2019 hatte Delivery Hero vor allem dank des Verkaufs des Deutschlandgeschäfts Gewinn eingefahren. Die deutschen Marken Foodora, Lieferheld und Pizza.de waren zum 1. April 2019 an den niederländischen Rivalen Takeaway.com (Lieferando) gefallen. Im fortgeführten Geschäft betrug der Verlust 689,9 Millionen Euro nach einem Fehlbetrag von 277,1 Millionen Euro ein Jahr zuvor, wie der im MDax notierte Konzern in seinem Geschäftsbericht mitteilte. Damit machte Delivery Hero letztlich einen Gewinn von 930,1 Millionen Euro, wodurch unter dem Strich für das abgelaufene Jahr 2019 ein Gewinn von 230,2 Millionen Euro stand – nach einem Verlust von 42,2 Millionen Euro im Vorjahr.

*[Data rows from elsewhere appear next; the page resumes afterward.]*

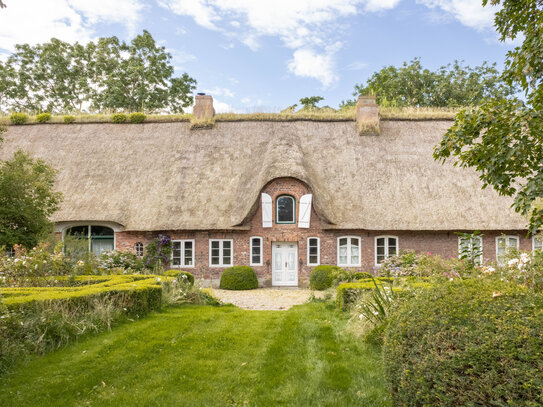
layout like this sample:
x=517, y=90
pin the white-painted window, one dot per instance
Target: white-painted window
x=468, y=245
x=221, y=252
x=348, y=251
x=138, y=249
x=504, y=244
x=385, y=246
x=313, y=251
x=256, y=251
x=183, y=253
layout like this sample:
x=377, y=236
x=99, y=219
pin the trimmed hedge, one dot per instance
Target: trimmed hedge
x=239, y=278
x=322, y=277
x=474, y=342
x=180, y=274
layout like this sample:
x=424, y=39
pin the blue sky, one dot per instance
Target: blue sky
x=264, y=55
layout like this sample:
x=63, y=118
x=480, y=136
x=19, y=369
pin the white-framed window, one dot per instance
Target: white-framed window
x=313, y=251
x=348, y=251
x=183, y=253
x=504, y=244
x=221, y=252
x=256, y=251
x=385, y=246
x=469, y=245
x=138, y=249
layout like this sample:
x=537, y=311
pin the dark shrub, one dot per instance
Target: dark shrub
x=43, y=117
x=118, y=118
x=239, y=278
x=18, y=118
x=180, y=275
x=468, y=343
x=137, y=117
x=322, y=277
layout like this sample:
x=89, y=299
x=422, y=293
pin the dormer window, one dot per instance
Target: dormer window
x=285, y=209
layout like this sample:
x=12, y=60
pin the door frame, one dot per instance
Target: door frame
x=286, y=284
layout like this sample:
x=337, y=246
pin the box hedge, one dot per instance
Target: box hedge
x=239, y=278
x=467, y=343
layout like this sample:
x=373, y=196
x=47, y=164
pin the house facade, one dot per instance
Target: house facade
x=279, y=196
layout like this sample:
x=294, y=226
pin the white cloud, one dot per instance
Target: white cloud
x=36, y=21
x=470, y=13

Vielversprechende Medikamenten-Lieferungen

Für besonders vielversprechend hält der Firmenchef das Geschäft mit schnellen Lieferungen von Lebensmitteln wie auch Medikamenten. „Da stehen wir noch am Anfang“, sagte Östberg. Der Schlüssel zum Erfolg seien lokale Lager. Deren Zahl solle bis Jahresende auf 400 erhöht werden – einige dann auch in Europa. Ende des Jahres werde das Segment wohl einen hohen einstelligen Prozentanteil am Umsatz haben. Zukäufe plant Delivery Hero derzeit allerdings nicht. Östberg sagte, man konzentriere sich aktuell auf das Wachstum in den 42 Ländern, in denen man aktiv sei.

Die Prognose behält das Unternehmen bei, Delivery Hero will einen Jahresumsatz von 2,4 bis 2,6 Milliarden Euro erzielen, das wäre ein Plus von rund 70 Prozent zum Vorjahr. Dabei dürften aber weiter rote Zahlen anfallen, die Marge des operativen Ergebnisses (bereinigtes Ebitda) soll nach wie vor zwischen minus 14 und minus 18 Prozent vom Umsatz liegen. Darin sind bereits Kosten von 50 Millionen Euro für die Coronakrise enthalten, die im Nahen Osten und Nordafrika anfallen dürften.